1. ## Challenging factorization question?

If a+b+c = 0 show that (2a-b)^3 + (2b-c)^3 + (2c-a)^3 = 3 (2a-b)(2b-c)(2c-a)

2. ## Re: Challenging factorization question?

Originally Posted by magakriv
If a+b+c = 0 show that (2a-b)^3 + (2b-c)^3 + (2c-a)^3 = 3 (2a-b)(2b-c)(2c-a)
Use this webpage to help do the algebra.

3. ## Re: Challenging factorization question?

Hello, magakriv!

$\displaystyle \text{If }a+b+c \,=\,0,$
. . $\displaystyle \,\text{ show that: }\:(2a-b)^3 + (2b-c)^3 + (2c-a)^3 \:=\:3(2a-b)(2b-c)(2c-a)$
Let: .$\displaystyle \begin{Bmatrix}X &=& 2a-b \\ Y &=& 2b -c \\ Z &=& 2c-a\end{Bmatrix}$

Note that: /$\displaystyle X + Y+Z \:=\:a+b+c \:=\:0$

We have: .$\displaystyle X+Y+Z \;=\;0$

Cube both sides: .$\displaystyle (X+Y+Z)^3 \;=\;0^3$

. . $\displaystyle X^3+Y^3+Z^3+3X^2Y+3XY^2+3Y^2Z+3YZ^2+3Z^2X+3ZX^2+6X YZ \;=\;0$

$\displaystyle X^3+Y^3+Z^3+(3X^2Y+3XY^2+3XY\!Z)+(3Y^2\!Z+3Y\!Z^2+ 3XY\!Z)+$$\displaystyle (3X^2Z+3XZ^2) \;=\;0$

$\displaystyle X^3+Y^3+Z^3 + 3XY(X+Y+Z) + 3YZ(Y+Z+X) + 3XZ(X+Z) \;=\;0$

Since $\displaystyle X+Y+Z \,=\,0\,\text{ and }\,X+Z \,=\,-Y$, we have:

. . $\displaystyle X^3+Y^3+Z^3 + 3XY(0) + 3Y(0) + 3XZ(-Y) \;=\;0$

. . . . . . $\displaystyle X^3+Y^3+Z^3 - 3XYZ \;=\;0$

. . . . . . $\displaystyle X^3 + Y^3 + Z^3 \;=\;3XYZ$

Back-substitute: .$\displaystyle (2a-b)^3 + (2b-c)^3 + (2c-a)^3 \;=\;3(2a-b)(2b-c)(2c-a)$

4. ## Re: Challenging factorization question?

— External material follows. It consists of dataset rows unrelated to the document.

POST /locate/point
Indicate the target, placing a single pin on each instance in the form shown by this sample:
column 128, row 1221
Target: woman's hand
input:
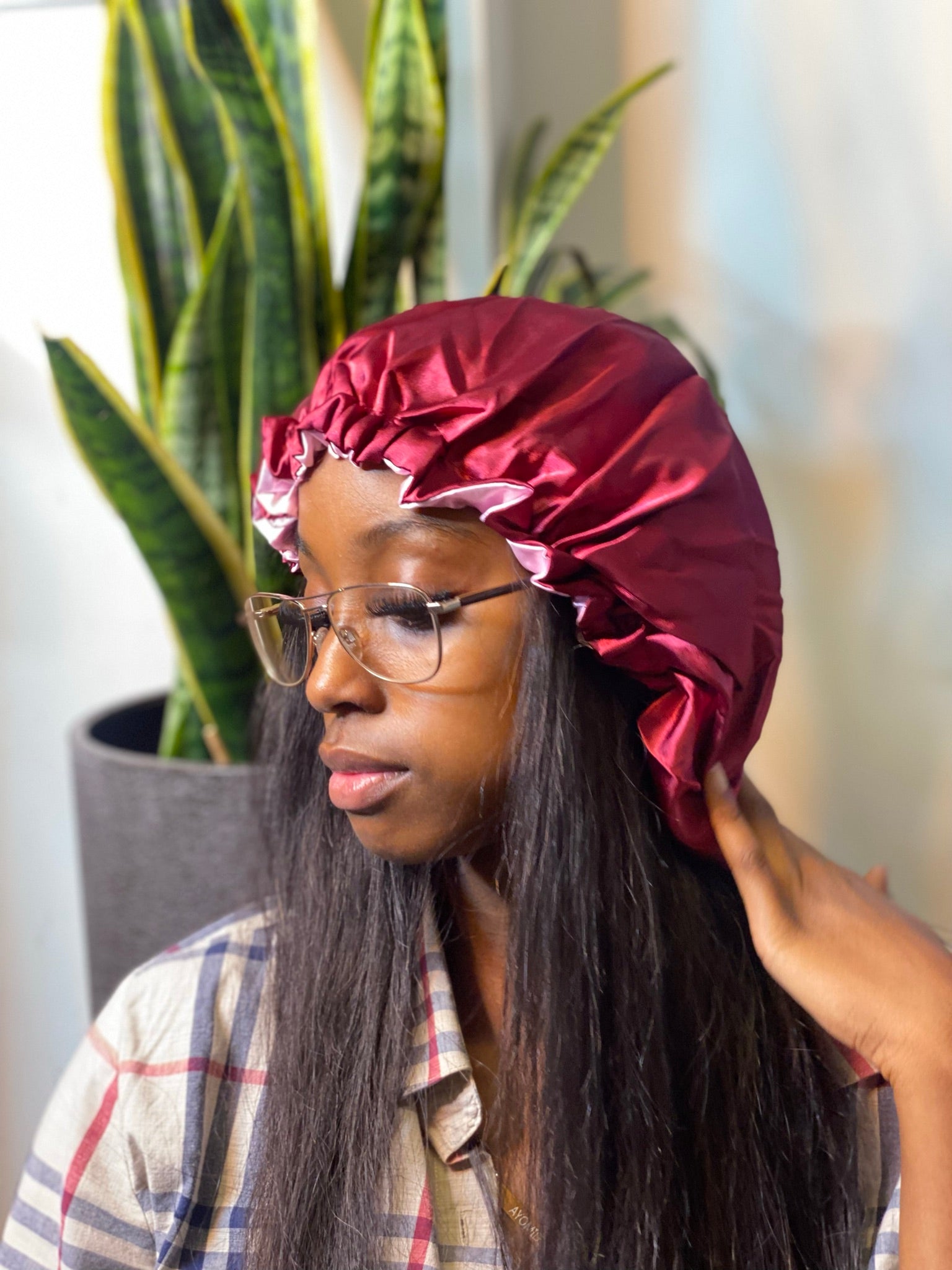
column 871, row 974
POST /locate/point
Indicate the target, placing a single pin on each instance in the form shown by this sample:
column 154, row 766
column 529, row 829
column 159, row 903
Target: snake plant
column 214, row 146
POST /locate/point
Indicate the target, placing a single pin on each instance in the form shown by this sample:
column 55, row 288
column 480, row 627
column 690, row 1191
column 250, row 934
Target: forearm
column 924, row 1108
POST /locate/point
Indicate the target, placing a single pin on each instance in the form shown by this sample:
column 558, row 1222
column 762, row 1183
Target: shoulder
column 183, row 1002
column 145, row 1143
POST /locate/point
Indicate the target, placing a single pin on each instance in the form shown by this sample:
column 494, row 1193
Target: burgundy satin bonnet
column 593, row 446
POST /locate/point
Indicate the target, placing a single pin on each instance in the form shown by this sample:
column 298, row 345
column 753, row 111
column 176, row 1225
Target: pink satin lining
column 601, row 456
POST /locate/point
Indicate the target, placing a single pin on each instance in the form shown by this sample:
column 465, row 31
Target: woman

Originally Posted by magakriv
If a+b+c = 0 show that (2a-b)^3 + (2b-c)^3 + (2c-a)^3 = 3 (2a-b)(2b-c)(2c-a)
$\displaystyle \text{Let's first consider the cubic expansion of three variables.}$

\displaystyle \begin{aligned} (x+y+z)^3 &= x^3 +y^3 +z^3 +3x^2y+3x^2z + 3y^2x + 3y^2z +3z^2x + 3z^2y + 6xyz\\ &=x^3 + y^3 + z^3 + (3x^2y+3y^2x+3xyz) + (3z^2y+3y^2z+3xyz) + (3z^2x+3x^2z+3xyz) -3xyz\\ &=x^3 + y^3 + z^3 +3xy(x+y+z) +3yz(x+y+z) +3zx(x+y+z) - 3xyz \end{aligned}

$\displaystyle \text{Now let return to our problem. Given}~ a+b+c=0.}$

$\displaystyle \text{Show that}~ (2a-b)^3 + (2b-c)^3 + (2c-a)^3=3(2a-b)(2b-c)(2c-a)$

$\displaystyle \text{Let}~ x=2a-b,~ y=2b-c,~ z=2c-a.~ \text{Observe that}~ x+y+z=a+b+c=0$

$\displaystyle \text{Substitute}~ x+y+z=0~ \text{into the derivation above, we have}$

$\displaystyle 0=x^3+y^3+z^3 - 3xyz~ \Leftrightarrow~x^3+y^3+z^3 = 3xyz$

$\displaystyle \text{Thus,}~ (2a-b)^3 + (2b-c)^3 + (2c-a)^3=3(2a-b)(2b-c)(2c-a)$

Let me know if you have any question. Good luck!